Hendricks inspected her work. For someone with no medical training, she'd managed a passable suturing job. It wouldn't heal pretty, but it'd heal.
One more scar for the collection,
he thought. There'd come a day he wouldn't be able to tell this one from all the others.

“Thanks,” he said. “You got anything to eat? Seems like I should replace some of the stuffing that I lost.”

“Sure,” she said. “You want ramen or ramen?”

Hendricks smiled. “Ramen's fine.”

Cameron filled her electric kettle and turned it on.

“Shame you don't have a TV,” he said. “I'd love to check the local news, see if anybody's looking for us.”
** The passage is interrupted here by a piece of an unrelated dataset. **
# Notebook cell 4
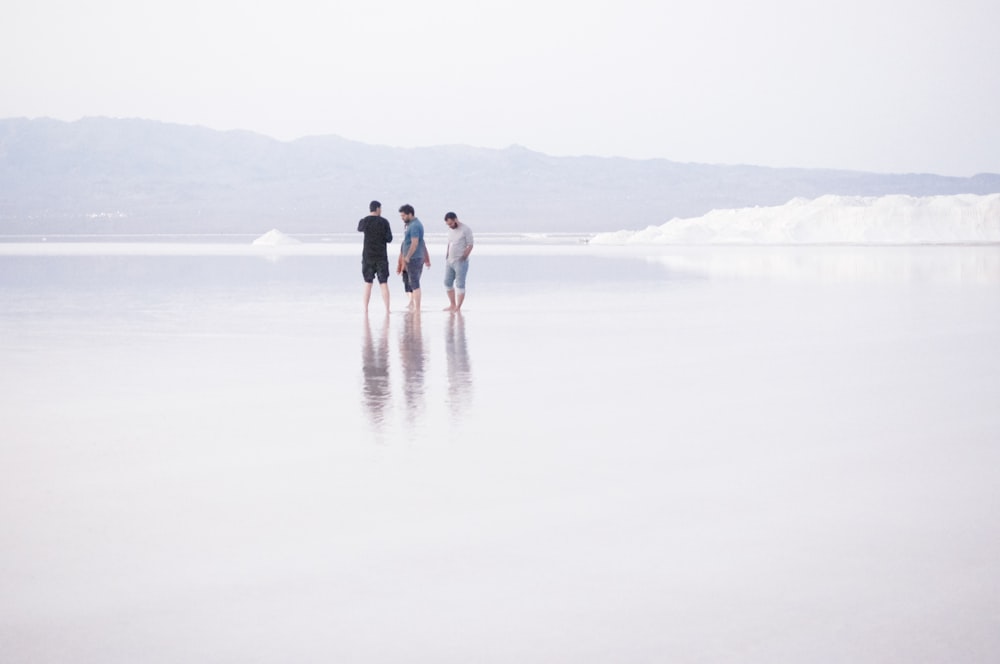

She looked at him like he'd just lamented her lack of a Victrola. “What century is it again? I don't need a TV—I have a
laptop
.”

“Oh,” he said, chastened. “Right. Fire it up for me, would you?”

Cameron took a USB drive from her pocket, inserted it into the port on the side of her laptop, and turned the laptop on. It booted scary-fast. “Can you take it from here,” she asked, “or do I need to explain to you what a browser is?”

“I'm good, thanks.”

Hendricks went to Google News, but before he'd typed anything in the field, the day's top headlines caught his eye. “Ah, hell,” he muttered.

“What's wrong?”

“There's been some kind of attack.”

“Where?”

He clicked through to CNN. A video began to play—three talking heads blabbing at once, with a disaster scene behind them on the big screen. “San Francisco,” he said. “The Golden Gate.”

“Oh God,” she said, crossing the room and peering over his shoulder at the screen. “I grew up just south of there, in Redwood City. Is it still standing? Is anyone hurt?”

“The bridge is still there,” he said, watching shaky helicopter footage of first responders trying to rescue people trapped atop it. The faces of the stranded were filthy and slick from the spray of the fireboats below. Their expressions were a mix of hope and terror. Thick dark smoke mingled with the rising steam and periodically blocked the bridge from view. “But it looks like there were casualties.”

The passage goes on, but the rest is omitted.